In June an employee of Dell in France was sacked for sexual harassment after accidentally e-mailing porn to a female senior executive of the company based in the US. He had intended to send the e-mail to a male colleague with a near-identical name. The employee has taken Dell to an industrial tribunal.

"Misuse of e-mail and the Internet by staff can incur liability for employers and damage their reputation in the industry, says Struan Robertson, a solicitor and site editor for Out-Law.com, an Internet service that has made available a free, downloadable sample communications policy.

"An effective communications policy is vital. The employer must decide the extent to which employees can make personal use of Internet and e-mail facilities.
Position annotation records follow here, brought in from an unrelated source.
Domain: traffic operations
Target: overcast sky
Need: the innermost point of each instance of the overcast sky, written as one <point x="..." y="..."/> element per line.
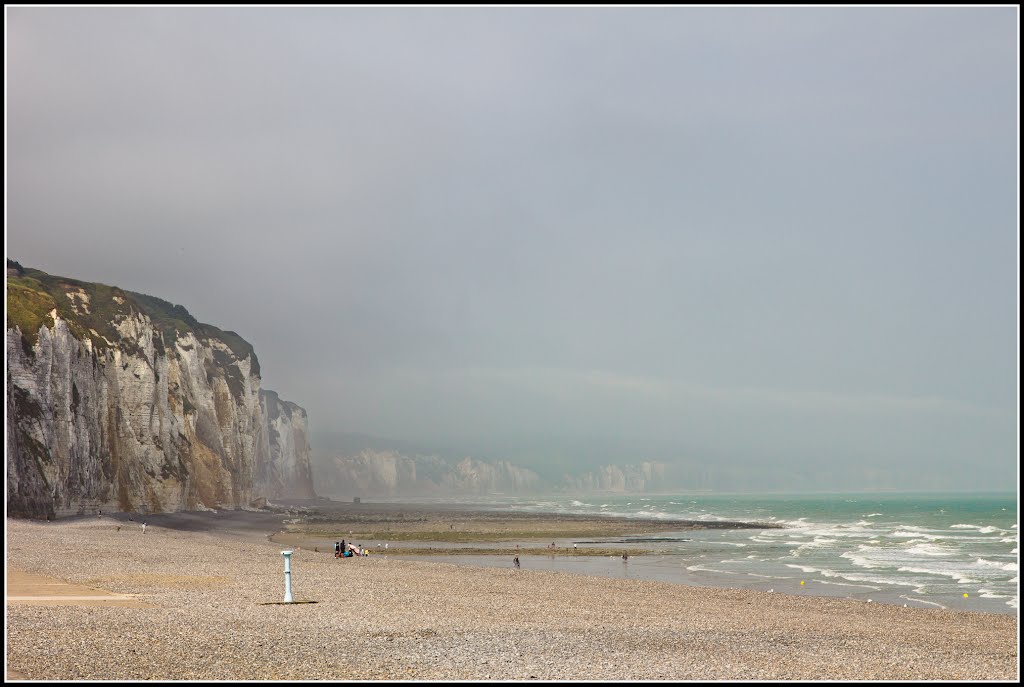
<point x="727" y="235"/>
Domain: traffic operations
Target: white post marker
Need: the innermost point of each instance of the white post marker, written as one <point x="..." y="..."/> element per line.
<point x="288" y="575"/>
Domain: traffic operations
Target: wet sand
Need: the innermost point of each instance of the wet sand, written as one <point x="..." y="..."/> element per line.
<point x="212" y="584"/>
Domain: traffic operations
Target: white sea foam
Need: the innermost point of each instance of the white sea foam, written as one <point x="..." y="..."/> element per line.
<point x="955" y="574"/>
<point x="996" y="564"/>
<point x="931" y="550"/>
<point x="918" y="535"/>
<point x="700" y="568"/>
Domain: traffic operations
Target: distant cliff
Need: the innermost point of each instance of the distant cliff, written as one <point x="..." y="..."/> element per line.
<point x="124" y="401"/>
<point x="390" y="473"/>
<point x="387" y="473"/>
<point x="613" y="478"/>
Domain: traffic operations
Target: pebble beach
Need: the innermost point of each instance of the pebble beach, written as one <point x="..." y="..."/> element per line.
<point x="210" y="610"/>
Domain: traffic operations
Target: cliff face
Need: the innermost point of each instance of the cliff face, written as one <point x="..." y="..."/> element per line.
<point x="122" y="401"/>
<point x="287" y="471"/>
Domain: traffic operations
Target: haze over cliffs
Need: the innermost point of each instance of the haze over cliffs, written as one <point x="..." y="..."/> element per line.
<point x="124" y="401"/>
<point x="383" y="471"/>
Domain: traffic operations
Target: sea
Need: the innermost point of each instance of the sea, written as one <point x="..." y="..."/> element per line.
<point x="951" y="551"/>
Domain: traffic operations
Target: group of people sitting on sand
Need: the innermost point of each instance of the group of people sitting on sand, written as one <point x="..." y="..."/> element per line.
<point x="340" y="551"/>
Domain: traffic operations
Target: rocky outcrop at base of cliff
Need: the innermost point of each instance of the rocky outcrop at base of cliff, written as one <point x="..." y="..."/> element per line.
<point x="123" y="401"/>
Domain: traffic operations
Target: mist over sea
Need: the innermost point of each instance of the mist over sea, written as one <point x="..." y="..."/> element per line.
<point x="923" y="550"/>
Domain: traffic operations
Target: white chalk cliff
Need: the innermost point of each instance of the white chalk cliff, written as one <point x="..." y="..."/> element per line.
<point x="123" y="401"/>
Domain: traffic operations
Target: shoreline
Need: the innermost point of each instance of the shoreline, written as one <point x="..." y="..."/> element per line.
<point x="478" y="537"/>
<point x="214" y="613"/>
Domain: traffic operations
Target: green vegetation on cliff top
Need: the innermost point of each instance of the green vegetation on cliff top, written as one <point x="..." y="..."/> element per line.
<point x="33" y="295"/>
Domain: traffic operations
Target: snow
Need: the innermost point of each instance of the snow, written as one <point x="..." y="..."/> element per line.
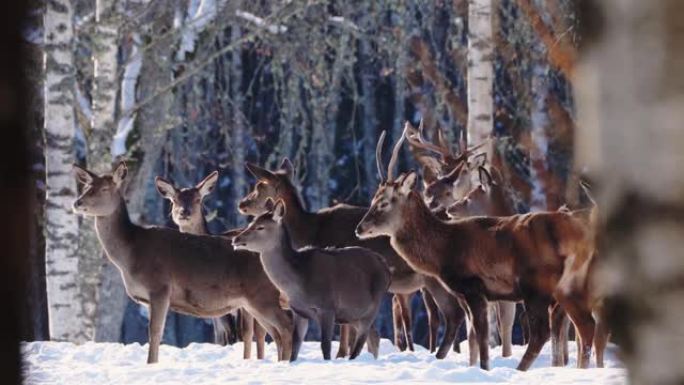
<point x="109" y="363"/>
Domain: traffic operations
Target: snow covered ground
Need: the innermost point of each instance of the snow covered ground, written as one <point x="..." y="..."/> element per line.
<point x="105" y="363"/>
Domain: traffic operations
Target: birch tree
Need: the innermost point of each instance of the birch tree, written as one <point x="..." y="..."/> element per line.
<point x="98" y="289"/>
<point x="480" y="71"/>
<point x="630" y="93"/>
<point x="67" y="321"/>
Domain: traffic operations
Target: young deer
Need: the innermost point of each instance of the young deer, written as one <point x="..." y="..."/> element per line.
<point x="335" y="227"/>
<point x="165" y="269"/>
<point x="343" y="285"/>
<point x="521" y="257"/>
<point x="186" y="212"/>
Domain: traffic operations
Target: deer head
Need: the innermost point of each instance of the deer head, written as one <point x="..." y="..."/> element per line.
<point x="260" y="234"/>
<point x="385" y="214"/>
<point x="186" y="203"/>
<point x="269" y="185"/>
<point x="101" y="193"/>
<point x="488" y="198"/>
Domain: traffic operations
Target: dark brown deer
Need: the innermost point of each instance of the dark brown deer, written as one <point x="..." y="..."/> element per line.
<point x="343" y="285"/>
<point x="441" y="192"/>
<point x="335" y="227"/>
<point x="186" y="212"/>
<point x="165" y="269"/>
<point x="521" y="257"/>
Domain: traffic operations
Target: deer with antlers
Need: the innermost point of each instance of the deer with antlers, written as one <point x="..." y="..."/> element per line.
<point x="335" y="227"/>
<point x="165" y="269"/>
<point x="442" y="192"/>
<point x="186" y="212"/>
<point x="520" y="257"/>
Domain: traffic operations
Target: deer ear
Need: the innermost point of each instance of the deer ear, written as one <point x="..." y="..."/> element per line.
<point x="429" y="175"/>
<point x="279" y="211"/>
<point x="408" y="182"/>
<point x="259" y="172"/>
<point x="165" y="188"/>
<point x="208" y="184"/>
<point x="287" y="167"/>
<point x="269" y="204"/>
<point x="83" y="176"/>
<point x="120" y="173"/>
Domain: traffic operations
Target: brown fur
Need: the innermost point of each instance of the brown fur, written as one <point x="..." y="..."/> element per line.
<point x="521" y="257"/>
<point x="335" y="227"/>
<point x="165" y="269"/>
<point x="343" y="285"/>
<point x="187" y="213"/>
If a business has an existing policy for correspondence - eg, that letters must first be checked by a manager - the same rules can be applied to sending e-mail, in addition to any rules unique to e-mail."
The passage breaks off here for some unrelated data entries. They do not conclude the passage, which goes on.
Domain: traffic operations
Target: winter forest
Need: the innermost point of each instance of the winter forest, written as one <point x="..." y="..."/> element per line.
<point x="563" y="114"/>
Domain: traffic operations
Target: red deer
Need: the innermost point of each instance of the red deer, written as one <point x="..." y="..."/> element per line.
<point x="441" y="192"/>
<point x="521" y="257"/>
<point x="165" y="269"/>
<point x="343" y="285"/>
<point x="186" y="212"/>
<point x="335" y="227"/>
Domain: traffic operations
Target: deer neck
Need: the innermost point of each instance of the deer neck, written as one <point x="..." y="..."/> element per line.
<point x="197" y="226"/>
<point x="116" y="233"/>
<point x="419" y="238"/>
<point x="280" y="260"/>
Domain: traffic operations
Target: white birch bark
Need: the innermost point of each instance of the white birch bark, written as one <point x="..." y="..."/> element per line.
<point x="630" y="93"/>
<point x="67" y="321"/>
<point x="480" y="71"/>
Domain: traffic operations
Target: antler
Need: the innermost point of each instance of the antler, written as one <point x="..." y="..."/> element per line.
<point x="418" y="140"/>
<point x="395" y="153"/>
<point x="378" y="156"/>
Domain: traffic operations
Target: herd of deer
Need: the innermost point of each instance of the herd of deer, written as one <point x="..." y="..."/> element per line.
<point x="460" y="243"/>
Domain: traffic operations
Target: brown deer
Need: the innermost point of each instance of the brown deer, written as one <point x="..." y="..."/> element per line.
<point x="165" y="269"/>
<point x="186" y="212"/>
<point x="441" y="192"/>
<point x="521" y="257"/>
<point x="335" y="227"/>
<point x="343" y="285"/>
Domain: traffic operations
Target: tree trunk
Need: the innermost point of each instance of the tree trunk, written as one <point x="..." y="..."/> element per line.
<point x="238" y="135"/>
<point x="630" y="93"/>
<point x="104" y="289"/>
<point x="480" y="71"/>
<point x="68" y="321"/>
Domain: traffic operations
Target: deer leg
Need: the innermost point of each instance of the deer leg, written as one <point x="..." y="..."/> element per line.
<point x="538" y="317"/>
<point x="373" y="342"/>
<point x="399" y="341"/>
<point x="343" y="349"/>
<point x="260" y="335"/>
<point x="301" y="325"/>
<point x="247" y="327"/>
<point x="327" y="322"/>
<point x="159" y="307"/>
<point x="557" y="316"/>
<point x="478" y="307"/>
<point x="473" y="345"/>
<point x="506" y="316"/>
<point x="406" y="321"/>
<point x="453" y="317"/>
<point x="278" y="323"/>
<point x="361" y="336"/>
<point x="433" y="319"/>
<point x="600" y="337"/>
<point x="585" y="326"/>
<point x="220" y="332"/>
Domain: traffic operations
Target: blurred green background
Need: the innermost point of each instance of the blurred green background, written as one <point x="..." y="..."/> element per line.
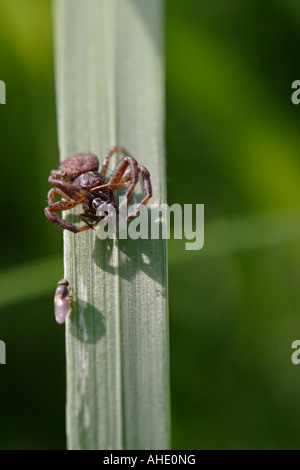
<point x="233" y="142"/>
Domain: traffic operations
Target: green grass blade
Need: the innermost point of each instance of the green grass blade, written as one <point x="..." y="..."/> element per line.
<point x="109" y="76"/>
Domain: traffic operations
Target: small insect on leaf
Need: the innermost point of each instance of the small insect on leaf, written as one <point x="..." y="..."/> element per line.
<point x="61" y="301"/>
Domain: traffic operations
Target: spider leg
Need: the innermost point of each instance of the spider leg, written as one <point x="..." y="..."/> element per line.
<point x="107" y="159"/>
<point x="147" y="189"/>
<point x="90" y="216"/>
<point x="59" y="206"/>
<point x="68" y="189"/>
<point x="120" y="176"/>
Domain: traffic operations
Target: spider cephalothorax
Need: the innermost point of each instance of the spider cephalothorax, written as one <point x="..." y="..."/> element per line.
<point x="78" y="181"/>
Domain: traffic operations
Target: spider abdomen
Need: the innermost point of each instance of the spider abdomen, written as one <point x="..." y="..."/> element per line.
<point x="89" y="180"/>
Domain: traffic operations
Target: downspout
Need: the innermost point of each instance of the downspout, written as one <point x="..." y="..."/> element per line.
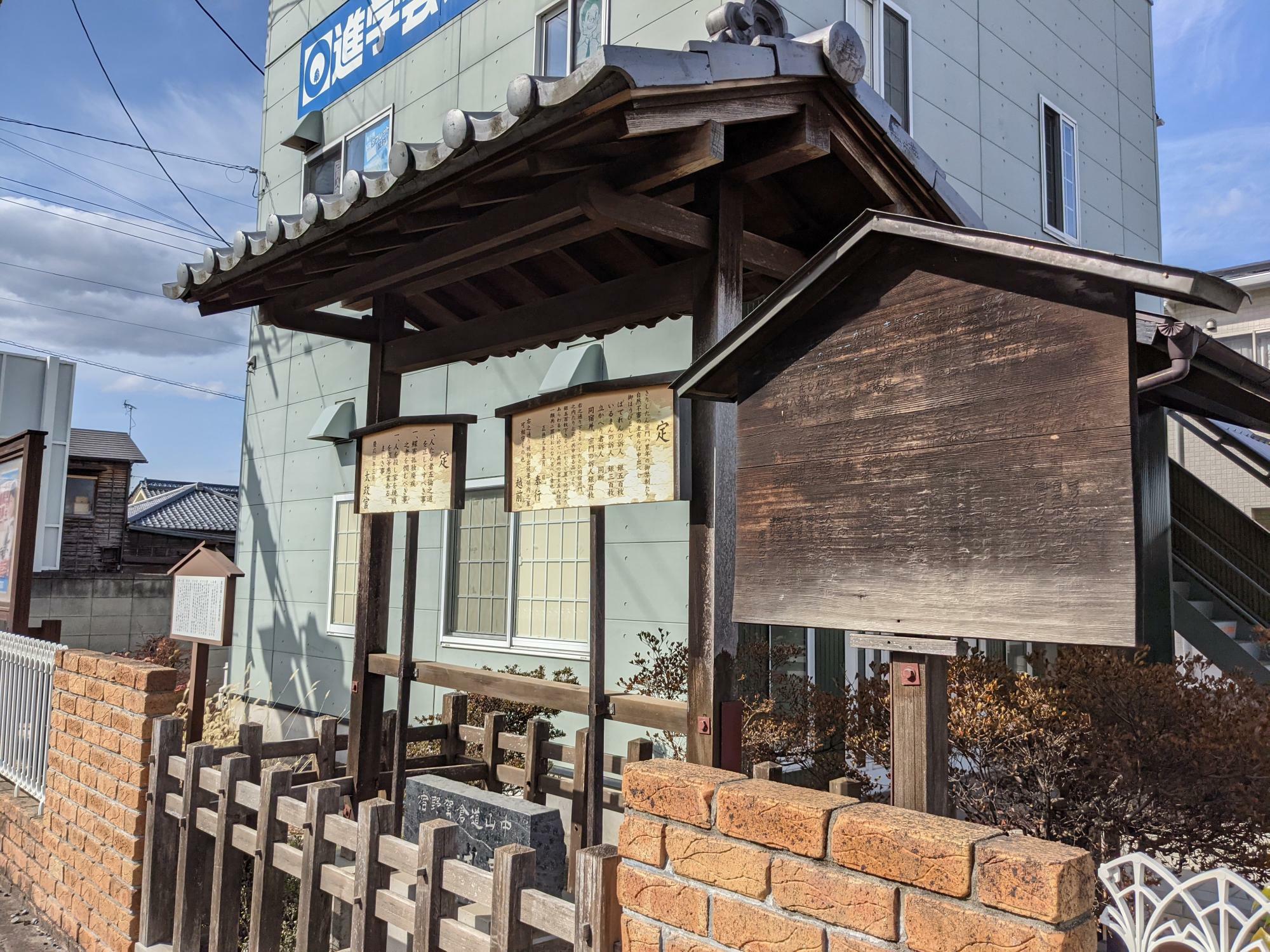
<point x="1183" y="342"/>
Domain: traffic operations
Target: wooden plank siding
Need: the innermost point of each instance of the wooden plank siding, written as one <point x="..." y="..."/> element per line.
<point x="937" y="458"/>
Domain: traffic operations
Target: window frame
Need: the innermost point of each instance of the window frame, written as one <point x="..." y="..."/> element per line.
<point x="879" y="45"/>
<point x="342" y="631"/>
<point x="1064" y="117"/>
<point x="507" y="643"/>
<point x="571" y="7"/>
<point x="342" y="145"/>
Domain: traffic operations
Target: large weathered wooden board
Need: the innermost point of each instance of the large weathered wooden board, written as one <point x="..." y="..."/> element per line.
<point x="590" y="450"/>
<point x="956" y="461"/>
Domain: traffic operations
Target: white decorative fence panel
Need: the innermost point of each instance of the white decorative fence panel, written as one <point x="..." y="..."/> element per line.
<point x="26" y="708"/>
<point x="1154" y="908"/>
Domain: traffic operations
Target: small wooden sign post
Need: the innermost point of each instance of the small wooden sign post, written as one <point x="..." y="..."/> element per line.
<point x="410" y="465"/>
<point x="594" y="446"/>
<point x="203" y="614"/>
<point x="22" y="460"/>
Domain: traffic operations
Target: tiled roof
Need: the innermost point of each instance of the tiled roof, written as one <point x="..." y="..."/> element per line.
<point x="105" y="445"/>
<point x="194" y="508"/>
<point x="834" y="54"/>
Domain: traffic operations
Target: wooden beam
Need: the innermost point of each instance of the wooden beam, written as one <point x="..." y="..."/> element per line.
<point x="713" y="508"/>
<point x="684" y="229"/>
<point x="665" y="291"/>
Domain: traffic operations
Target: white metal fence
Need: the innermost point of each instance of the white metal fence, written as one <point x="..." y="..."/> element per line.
<point x="26" y="708"/>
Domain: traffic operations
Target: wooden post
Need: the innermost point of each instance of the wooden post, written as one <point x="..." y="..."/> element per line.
<point x="406" y="664"/>
<point x="227" y="861"/>
<point x="598" y="699"/>
<point x="491" y="752"/>
<point x="313" y="918"/>
<point x="439" y="842"/>
<point x="920" y="733"/>
<point x="514" y="873"/>
<point x="374" y="571"/>
<point x="1155" y="535"/>
<point x="713" y="507"/>
<point x="197" y="691"/>
<point x="269" y="883"/>
<point x="598" y="916"/>
<point x="374" y="821"/>
<point x="163" y="833"/>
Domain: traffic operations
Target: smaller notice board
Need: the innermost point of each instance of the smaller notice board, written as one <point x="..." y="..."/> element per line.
<point x="412" y="464"/>
<point x="203" y="597"/>
<point x="596" y="445"/>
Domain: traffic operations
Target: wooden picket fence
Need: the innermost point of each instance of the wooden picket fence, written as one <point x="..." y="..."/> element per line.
<point x="210" y="812"/>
Robertson says that the situation is complicated by the Regulation of Investigatory Powers Act and other legislation that in most cases forbids the interception of electronic communications unless a business is monitoring standards of service and training or gaining routine access to business communications. To be safe, he advises following the guidelines offered by the information commissioner.

"The guidance says that an employer must be open about interception," says Robertson. "The employee must know in advance that e-mail will be intercepted. The employer should not intrude on the privacy of the employee, so, where possible, monitoring should be limited to an automated process. Also, the employer must not monitor the content of e-mail unless the traffic record alone is not sufficient and they should not open e-mail which is clearly personal."

Robertson goes on to urge that employees should be given the benefit of the doubt when employers are using the results of monitoring and should, for example, take into account the ease with which sites can be visited by accident, and always give the employee an opportunity to explain or challenge the results.

He says an e-mail policy can only be effective if it has been brought to the attention of employees and they follow it. The best approach, he says, is not to rely only on a policy but also to educate employees on the correct use of e-mail and the Internet.

And that policy has to have teeth. "It will only be effective if it is enforced," says Robertson. "An employer cannot turn a blind eye to abuse of an existing policy then expect to suddenly enforce it.